Pemerintah Kabupaten Kotawaringin Timur (Kotim) terus berupaya mengkonversi minyak tanah ke gas elpiji di 80 desa di enam kecamatan. Kecamatan tersebut belum mendapatkan pasokan elpiji secara rutin.
HENY, Sampit | radarsampit.com
Enam kecamatan di Kotim yang belum menjalankan program konversi minyak tanah ke elpiji, yakni Kotabesi, Telawang, Mentaya Hulu, Bukit Santuai, Telaga Antang, Antang Kalang. Akibatnya, gas elpiji tak tersedia karena tak dikirim.
Untuk memenuhi kebutuhan, masyarakat melakukan berbagai cara.

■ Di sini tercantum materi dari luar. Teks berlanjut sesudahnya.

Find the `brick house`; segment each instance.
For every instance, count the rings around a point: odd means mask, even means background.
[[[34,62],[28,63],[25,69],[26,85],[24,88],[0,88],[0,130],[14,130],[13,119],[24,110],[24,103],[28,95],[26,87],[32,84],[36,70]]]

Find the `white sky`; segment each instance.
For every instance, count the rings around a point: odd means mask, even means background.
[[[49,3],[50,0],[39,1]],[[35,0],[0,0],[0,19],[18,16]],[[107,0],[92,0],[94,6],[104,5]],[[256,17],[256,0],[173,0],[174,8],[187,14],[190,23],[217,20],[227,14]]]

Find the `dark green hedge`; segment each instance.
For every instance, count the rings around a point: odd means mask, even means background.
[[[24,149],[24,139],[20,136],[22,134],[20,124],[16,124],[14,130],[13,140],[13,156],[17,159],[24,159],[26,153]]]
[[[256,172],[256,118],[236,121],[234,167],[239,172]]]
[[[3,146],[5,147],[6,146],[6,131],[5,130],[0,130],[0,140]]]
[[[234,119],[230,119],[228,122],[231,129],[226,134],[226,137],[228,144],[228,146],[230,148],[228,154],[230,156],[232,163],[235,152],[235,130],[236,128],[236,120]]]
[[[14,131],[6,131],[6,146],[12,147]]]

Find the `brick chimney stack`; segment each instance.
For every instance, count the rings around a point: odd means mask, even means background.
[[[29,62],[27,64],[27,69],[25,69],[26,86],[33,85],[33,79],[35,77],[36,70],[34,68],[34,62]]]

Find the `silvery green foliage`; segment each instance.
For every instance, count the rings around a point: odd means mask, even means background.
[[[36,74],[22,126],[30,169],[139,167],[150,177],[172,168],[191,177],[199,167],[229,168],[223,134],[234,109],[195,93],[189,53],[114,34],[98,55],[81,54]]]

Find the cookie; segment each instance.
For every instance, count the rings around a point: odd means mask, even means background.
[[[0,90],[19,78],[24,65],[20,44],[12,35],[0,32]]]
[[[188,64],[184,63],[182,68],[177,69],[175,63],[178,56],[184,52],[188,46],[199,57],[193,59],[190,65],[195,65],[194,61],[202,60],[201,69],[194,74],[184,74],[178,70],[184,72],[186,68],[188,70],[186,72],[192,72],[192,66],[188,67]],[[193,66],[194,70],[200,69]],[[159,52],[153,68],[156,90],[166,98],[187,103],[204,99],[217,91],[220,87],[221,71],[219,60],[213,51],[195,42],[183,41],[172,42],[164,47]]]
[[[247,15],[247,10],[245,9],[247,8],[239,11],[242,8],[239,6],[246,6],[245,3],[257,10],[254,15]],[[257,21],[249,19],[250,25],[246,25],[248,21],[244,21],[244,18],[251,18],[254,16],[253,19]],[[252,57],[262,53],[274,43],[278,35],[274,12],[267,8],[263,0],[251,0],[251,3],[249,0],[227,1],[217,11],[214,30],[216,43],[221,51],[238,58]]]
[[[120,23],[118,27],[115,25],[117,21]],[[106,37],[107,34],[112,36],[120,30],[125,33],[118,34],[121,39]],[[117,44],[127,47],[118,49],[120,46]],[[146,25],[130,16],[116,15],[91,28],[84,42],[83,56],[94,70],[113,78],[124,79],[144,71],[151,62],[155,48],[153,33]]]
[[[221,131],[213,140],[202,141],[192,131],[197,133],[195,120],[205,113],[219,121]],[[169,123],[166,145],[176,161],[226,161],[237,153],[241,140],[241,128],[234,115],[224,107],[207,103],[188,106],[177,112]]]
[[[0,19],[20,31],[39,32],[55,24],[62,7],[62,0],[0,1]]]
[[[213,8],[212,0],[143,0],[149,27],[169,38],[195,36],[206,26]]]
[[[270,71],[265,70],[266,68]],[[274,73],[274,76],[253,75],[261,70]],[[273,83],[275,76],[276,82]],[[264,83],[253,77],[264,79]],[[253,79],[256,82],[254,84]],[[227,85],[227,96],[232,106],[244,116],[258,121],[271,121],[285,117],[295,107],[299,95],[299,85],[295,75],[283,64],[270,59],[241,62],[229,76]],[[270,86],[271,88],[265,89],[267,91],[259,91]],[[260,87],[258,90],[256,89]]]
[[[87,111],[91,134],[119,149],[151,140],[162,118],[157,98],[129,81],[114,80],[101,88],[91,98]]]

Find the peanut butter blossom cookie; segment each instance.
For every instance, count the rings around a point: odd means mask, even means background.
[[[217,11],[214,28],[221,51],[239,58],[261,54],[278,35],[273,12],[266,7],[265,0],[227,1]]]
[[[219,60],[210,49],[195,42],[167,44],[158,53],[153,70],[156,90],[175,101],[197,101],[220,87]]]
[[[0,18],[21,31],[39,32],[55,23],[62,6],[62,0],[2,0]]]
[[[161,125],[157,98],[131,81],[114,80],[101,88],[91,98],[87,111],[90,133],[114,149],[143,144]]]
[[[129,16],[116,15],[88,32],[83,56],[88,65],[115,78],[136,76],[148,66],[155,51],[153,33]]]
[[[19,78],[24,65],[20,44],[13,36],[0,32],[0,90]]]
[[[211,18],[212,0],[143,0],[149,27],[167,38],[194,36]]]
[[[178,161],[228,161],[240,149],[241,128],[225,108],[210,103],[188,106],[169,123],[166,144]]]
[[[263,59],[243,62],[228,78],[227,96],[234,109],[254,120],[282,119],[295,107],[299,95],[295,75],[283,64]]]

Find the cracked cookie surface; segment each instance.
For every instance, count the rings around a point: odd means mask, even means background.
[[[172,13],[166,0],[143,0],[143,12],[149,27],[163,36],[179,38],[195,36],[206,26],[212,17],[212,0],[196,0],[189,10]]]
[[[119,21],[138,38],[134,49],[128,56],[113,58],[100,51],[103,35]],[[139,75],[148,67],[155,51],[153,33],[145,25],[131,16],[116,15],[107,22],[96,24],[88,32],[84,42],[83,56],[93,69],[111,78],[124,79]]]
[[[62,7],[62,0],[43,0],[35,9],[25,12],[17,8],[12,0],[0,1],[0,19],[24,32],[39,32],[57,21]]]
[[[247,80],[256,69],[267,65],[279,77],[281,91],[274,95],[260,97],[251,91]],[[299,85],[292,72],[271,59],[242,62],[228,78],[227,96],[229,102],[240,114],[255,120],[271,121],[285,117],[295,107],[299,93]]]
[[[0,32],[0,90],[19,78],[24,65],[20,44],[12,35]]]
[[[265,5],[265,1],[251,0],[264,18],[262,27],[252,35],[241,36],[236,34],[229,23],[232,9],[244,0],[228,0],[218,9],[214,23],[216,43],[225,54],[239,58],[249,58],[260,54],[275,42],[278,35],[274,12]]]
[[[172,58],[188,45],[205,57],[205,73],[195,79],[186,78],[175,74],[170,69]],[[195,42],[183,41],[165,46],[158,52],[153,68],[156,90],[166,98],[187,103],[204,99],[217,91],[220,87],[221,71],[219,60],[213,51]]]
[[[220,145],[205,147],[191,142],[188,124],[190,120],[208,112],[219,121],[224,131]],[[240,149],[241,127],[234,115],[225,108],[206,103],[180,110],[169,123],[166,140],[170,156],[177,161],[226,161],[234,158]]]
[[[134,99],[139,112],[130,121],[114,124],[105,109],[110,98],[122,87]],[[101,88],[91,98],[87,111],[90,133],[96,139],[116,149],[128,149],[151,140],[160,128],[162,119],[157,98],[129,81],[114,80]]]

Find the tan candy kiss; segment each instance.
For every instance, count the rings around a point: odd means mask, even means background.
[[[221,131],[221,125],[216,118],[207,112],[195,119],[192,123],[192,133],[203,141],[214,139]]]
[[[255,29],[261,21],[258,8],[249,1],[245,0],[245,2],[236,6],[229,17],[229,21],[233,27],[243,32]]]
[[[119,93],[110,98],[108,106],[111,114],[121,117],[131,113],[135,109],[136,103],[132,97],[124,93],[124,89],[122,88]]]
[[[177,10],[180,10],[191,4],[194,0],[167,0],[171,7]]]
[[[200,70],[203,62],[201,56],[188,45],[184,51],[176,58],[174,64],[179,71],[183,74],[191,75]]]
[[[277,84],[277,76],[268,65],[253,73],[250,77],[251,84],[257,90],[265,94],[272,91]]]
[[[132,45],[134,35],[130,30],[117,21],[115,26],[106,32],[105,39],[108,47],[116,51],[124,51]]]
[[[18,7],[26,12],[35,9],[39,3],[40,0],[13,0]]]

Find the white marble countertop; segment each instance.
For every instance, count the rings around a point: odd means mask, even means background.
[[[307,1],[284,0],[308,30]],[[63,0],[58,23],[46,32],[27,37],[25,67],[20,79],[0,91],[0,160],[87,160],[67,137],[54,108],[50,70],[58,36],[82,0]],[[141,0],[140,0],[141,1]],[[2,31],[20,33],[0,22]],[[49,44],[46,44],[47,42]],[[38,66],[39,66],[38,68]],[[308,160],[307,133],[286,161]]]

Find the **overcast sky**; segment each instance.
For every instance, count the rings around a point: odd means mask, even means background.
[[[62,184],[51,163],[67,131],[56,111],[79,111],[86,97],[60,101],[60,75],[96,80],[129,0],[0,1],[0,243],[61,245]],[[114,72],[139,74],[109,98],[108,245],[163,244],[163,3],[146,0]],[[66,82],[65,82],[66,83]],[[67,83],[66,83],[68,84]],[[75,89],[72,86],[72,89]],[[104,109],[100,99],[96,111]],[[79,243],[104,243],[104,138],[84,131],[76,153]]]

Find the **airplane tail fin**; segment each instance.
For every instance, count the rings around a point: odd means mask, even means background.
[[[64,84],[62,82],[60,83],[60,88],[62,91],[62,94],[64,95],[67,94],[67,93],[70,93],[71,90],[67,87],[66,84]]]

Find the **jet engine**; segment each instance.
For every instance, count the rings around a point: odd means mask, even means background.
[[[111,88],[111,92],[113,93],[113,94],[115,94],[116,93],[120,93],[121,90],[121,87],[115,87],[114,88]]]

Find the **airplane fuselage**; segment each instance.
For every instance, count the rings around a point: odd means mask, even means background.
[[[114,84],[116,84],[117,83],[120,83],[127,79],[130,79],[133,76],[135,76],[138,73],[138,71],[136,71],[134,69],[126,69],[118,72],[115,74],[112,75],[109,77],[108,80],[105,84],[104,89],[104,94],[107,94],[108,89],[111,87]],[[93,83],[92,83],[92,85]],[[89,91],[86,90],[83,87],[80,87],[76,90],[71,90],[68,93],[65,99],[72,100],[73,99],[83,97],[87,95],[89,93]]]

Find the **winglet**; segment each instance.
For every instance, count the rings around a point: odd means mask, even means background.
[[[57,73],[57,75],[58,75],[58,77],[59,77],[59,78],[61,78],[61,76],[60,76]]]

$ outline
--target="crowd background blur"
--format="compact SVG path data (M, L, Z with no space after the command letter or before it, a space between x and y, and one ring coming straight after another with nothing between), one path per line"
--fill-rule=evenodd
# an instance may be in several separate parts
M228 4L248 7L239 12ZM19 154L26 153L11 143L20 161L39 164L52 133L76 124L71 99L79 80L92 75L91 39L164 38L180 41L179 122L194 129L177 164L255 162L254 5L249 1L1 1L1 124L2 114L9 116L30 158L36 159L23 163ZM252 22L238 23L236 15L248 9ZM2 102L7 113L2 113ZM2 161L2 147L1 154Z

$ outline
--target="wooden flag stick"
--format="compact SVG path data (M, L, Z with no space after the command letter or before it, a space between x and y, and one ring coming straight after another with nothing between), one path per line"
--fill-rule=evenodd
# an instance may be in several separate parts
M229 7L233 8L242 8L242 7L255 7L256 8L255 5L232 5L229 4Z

Di antaranya membeli di luar kecamatan di Kotim dengan harga mencapai Rp40-70 ribu per tabung 3 kilogram.
Asisten II Bidang Ekonomi dan Pembangunan Alang Arianto mengatakan, permasalahan pasokan kuota elpiji yang terbatas dan terjadinya ketidaksesuaian harga eceran tertinggi (HET) yang dijual di lapangan, ditambah penjualan yang tidak tepat sasaran menyebabkan kelangkaan gas elpiji 3 kilogram terus terjadi selama bertahun-tahun.
”Pemkab Kotim sudah berupaya mengatasi permasalahan ini. Tahun 2023 lalu Pak Bupati sudah menghadap ke Ditjen Migas untuk mengupayakan konversi minyak tanah ke elpiji, khususnya di enam kecamatan ini. Setelah pertemuan itu, dilakukan rapat dan hari ini Pemkab Kotim melaksanakan sosialisasi sebagai salah satu syarat untuk dilakukan konversi,” kata Alang, Selasa (16/7/2024).
Sosialisasi konversi minyak tanah ke elpiji secara mandiri di enam kecamatan dihadiri perwakilan kades, agen, pangkalan, pejabat PT Pertamina Patra Niaga, dan DPC Hiswana Migas Kotim.
“Karena di enam kecamatan ini belum dapat kuota elpiji. Makanya enam kecamatan mencari elpiji dari kecamatan lain dengan harga Rp40-50 ribu per tabung, bahkan di wilayah utara ada yang dijual Rp70 ribu per tabung 3 kilogram,” katanya.
Elpiji 3 kilogram ini merupakan subsidi pemerintah yang menjadi barang rebutan. Tak peduli berapa tingginya harga jual elpiji, masyarakat terpaksa tetap membeli agar dapur tetap mengepul.
”Dulu saat minyak tanah mulai langka, masyarakat dipaksa menggunakan kompor gas elpiji. Saat itu banyak masyarakat yang tidak mau, karena kebiasaan menggunakan minyak tanah. Setelah itu ada program dari pemerintah, melakukan peralihan minyak tanah ke gas elpiji, masyarakat diberikan kompor dan tabung secara gratis. Namun, karena anggaran sudah tidak tersedia lagi, beberapa tahun terakhir program itu sudah tidak ada lagi,” katanya.